What’s Next for Caregiving?

A distant relative cares for her husband in their home. She is early 80’s. He’s 90. In-home support services sends assistance a few days each week which is greatly appreciated. A few months ago, the wife (Grace) fell and sprained her arm. It was inconvenient, but she recovered nicely. Glen is becoming quite weak as time progresses. They have dinner together and Grace talks to him, not sure if he understands the conversation or not. Last week, Grace had another fall. This time she broke her foot. These are common occurrences for caregivers. Was she absentminded, was she paying more attention to Glen? For many reasons, caregivers decide to keep their loved ones in their homes for as long as possible. Is this the best choice? After a long discussion with family members, it is an individual decision. Glen is in the hospital. Grace is continuing to convalesce at home alone. Let me hear from you as you share caregiving experiences with the community.

The Caregiver in You

How are you describing your life as a caregiver? Do you remember when you or someone in your family brought home a new baby from the hospital?
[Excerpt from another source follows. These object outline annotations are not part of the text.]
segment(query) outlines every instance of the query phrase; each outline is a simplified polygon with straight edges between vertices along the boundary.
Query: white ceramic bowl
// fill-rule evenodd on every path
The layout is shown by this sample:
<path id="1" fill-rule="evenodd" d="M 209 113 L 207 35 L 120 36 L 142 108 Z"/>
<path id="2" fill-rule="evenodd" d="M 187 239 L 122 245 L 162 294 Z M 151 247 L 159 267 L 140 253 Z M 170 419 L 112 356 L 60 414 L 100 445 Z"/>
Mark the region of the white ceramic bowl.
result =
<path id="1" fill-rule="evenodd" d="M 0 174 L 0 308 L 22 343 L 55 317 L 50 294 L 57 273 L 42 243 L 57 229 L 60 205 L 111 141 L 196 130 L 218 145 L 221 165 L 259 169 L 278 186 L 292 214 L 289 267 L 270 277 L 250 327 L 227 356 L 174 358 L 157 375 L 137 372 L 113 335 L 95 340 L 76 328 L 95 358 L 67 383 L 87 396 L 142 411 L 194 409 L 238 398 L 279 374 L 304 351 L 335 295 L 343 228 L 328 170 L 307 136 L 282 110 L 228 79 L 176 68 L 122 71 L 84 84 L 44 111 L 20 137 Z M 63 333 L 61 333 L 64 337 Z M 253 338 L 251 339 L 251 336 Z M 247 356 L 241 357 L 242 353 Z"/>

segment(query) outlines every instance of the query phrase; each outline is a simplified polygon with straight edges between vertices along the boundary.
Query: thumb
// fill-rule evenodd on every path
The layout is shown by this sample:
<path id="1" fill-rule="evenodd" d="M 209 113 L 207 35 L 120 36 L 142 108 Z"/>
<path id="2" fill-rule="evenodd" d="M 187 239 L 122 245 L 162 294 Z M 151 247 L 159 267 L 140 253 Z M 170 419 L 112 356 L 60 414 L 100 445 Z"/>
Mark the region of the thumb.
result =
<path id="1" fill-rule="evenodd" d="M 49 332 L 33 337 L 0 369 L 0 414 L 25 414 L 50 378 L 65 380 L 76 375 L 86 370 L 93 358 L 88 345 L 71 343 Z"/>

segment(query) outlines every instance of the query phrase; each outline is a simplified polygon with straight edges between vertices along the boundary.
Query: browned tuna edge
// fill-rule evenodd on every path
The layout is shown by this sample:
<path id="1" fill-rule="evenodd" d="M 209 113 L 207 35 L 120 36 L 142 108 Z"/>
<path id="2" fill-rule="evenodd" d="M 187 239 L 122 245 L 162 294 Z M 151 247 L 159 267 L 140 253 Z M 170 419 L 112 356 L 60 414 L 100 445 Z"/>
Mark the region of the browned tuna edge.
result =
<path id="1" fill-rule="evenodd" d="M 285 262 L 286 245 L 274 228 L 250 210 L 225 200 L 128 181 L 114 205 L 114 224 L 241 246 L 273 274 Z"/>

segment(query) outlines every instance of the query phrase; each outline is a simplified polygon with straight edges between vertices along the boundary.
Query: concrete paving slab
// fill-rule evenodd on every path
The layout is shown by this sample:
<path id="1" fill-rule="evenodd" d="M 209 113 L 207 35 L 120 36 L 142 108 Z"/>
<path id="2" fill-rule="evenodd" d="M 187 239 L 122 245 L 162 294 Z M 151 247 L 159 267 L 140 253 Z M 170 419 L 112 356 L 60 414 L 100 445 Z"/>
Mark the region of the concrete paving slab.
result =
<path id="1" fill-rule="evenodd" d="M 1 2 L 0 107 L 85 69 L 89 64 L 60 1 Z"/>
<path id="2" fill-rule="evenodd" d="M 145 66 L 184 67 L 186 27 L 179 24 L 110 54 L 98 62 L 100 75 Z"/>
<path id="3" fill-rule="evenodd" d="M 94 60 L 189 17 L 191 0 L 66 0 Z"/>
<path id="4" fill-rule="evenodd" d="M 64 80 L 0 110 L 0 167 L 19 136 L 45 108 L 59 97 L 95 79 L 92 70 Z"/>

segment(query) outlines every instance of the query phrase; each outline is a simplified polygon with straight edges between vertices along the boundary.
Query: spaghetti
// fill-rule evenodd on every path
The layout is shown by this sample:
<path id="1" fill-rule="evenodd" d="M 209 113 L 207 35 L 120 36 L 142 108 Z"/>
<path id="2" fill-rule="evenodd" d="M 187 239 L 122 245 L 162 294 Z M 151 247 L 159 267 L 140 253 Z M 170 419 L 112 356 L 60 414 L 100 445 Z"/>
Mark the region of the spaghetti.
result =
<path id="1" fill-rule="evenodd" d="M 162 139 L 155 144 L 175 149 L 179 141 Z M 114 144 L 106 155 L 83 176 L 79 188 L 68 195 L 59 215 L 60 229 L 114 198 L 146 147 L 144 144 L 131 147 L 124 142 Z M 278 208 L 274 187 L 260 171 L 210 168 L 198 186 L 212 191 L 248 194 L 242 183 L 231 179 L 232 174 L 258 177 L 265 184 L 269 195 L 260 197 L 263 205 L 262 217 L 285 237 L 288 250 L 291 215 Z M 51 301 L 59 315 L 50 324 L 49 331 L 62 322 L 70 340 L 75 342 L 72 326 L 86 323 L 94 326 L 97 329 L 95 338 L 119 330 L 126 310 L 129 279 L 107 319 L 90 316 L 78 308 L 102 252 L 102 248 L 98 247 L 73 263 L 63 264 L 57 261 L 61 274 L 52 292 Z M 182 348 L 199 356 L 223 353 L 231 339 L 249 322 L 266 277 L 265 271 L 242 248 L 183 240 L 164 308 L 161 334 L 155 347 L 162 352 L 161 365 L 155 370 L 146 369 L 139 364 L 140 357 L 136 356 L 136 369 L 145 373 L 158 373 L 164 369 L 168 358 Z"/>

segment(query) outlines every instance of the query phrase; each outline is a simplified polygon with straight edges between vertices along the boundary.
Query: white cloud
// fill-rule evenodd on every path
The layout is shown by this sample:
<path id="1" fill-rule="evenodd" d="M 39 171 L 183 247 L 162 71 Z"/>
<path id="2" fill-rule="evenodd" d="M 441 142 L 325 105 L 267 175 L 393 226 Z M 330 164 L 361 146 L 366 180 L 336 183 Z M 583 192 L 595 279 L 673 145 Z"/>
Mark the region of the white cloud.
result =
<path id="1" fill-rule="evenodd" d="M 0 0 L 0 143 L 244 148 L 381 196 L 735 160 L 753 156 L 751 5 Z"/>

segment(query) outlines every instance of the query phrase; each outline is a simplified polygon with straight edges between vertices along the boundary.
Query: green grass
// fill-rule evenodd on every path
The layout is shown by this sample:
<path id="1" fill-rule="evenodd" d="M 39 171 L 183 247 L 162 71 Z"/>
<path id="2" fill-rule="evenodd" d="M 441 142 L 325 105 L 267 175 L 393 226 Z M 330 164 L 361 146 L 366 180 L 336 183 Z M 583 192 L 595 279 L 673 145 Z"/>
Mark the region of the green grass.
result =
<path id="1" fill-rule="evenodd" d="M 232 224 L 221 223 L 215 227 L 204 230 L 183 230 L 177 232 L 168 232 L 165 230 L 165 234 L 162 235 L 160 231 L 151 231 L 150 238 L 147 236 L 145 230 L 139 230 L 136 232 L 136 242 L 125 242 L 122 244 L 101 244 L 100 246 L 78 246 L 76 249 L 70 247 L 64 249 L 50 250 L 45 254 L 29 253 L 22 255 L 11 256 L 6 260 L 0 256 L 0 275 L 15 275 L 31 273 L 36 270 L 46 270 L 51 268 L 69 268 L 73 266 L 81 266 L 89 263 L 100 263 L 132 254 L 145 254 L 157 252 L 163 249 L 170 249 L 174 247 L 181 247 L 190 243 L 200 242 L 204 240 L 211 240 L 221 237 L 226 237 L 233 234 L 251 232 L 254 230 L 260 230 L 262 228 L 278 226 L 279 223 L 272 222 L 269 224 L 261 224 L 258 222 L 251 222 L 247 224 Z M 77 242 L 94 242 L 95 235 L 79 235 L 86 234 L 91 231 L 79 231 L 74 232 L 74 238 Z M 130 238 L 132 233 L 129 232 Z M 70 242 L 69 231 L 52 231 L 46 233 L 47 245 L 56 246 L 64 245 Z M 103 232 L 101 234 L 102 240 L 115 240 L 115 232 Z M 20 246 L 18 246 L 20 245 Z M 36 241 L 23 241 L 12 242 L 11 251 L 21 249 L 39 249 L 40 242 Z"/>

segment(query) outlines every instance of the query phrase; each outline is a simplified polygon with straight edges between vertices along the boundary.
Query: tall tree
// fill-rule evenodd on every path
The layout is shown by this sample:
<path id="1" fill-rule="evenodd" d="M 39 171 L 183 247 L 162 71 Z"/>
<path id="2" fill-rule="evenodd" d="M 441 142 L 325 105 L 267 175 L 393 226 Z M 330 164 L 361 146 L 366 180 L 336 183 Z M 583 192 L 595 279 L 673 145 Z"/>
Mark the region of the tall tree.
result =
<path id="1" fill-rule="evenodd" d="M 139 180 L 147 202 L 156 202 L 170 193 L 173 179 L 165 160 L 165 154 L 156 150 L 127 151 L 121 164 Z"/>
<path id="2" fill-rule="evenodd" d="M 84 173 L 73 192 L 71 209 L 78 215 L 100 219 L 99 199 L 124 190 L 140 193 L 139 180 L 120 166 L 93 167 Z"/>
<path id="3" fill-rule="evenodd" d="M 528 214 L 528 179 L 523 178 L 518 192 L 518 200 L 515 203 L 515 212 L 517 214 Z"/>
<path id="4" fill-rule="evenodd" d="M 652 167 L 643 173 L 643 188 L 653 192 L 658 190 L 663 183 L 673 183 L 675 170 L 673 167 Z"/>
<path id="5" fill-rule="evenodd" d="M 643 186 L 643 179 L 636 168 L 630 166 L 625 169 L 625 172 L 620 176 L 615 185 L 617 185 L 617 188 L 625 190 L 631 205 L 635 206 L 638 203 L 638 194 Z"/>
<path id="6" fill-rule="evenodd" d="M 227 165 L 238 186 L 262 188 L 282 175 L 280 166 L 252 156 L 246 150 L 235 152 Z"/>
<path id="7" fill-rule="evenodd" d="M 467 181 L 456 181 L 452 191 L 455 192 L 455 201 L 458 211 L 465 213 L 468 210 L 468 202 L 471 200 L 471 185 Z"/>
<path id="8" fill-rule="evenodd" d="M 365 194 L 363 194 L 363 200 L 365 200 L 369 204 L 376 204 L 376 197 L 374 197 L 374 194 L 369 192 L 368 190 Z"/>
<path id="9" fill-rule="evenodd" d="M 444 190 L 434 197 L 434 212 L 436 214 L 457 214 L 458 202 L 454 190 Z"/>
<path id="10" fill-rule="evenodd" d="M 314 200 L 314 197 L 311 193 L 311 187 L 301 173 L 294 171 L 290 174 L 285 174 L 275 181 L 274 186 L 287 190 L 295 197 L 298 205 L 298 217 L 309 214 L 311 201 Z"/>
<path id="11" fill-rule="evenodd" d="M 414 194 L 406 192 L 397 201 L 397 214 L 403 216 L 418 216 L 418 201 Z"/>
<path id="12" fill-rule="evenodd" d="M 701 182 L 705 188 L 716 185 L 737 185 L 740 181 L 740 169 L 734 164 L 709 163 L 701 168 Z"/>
Can you recall the joy, the excitement, the pride? A few months later, you were probably still excited with this new addition to your family, but a little less so. Were you starting to become more tired, sleep deprived, feeling a bit isolated? Were you becoming more irritable with family members and friends? Family members and friends take notice. How did you feel when there were offers to babysit,or prepare dinner or run errands? Were you relieved? Did it help to have assistance with balancing your life? Now imagine your life as a caregiver for your spouse or parent? Is it important to have support to help with your loved one? The overwhelm, confusion, frustration and stress can cause you to forget the essence of the caregiver in you. Remember Caregivers Need Care Too.

Busy At Caregiving

How does your day begin as a caregiver? Get yourself up and prepared. Did you get a chance to take some time for yourself before starting with the daily to do’s for your loved one? Check your emails, get a cup of coffee. Get some fresh air. Take a few minutes to stretch. Let’s assume you always take time out for yourself because if you don’t take care of yourself, all the energy, love and compassion that is required for the care of your loved one with be compromised. Now, you take the time to focus on your role and responsibilities as the caregiver. You have done another wonderful job. Congratulations. It’s the end of the day. Don’t forget to take more time for yourself. You deserve it. Your well-being depends on it. Because Caregivers Need Care Too.

Reaching out as a Caregiver

As you spend time caring for your loved one, how often do you reach out for friends or family just to share an experience? These people understand that your life has changed. They care about you and want to be a part of your life. Allow them to spread some sunshine and compassion into your caregiving experience. How do you do that? Call them and chat for a few minutes. Ask them to drop in and just sit with you or share a cup of tea or a favorite recipe. Ask their opinion on something you really care about. Just sit and be still with your friend and share moments of gratitude. You will both feel better later. Who can you reach out to this week? Will you?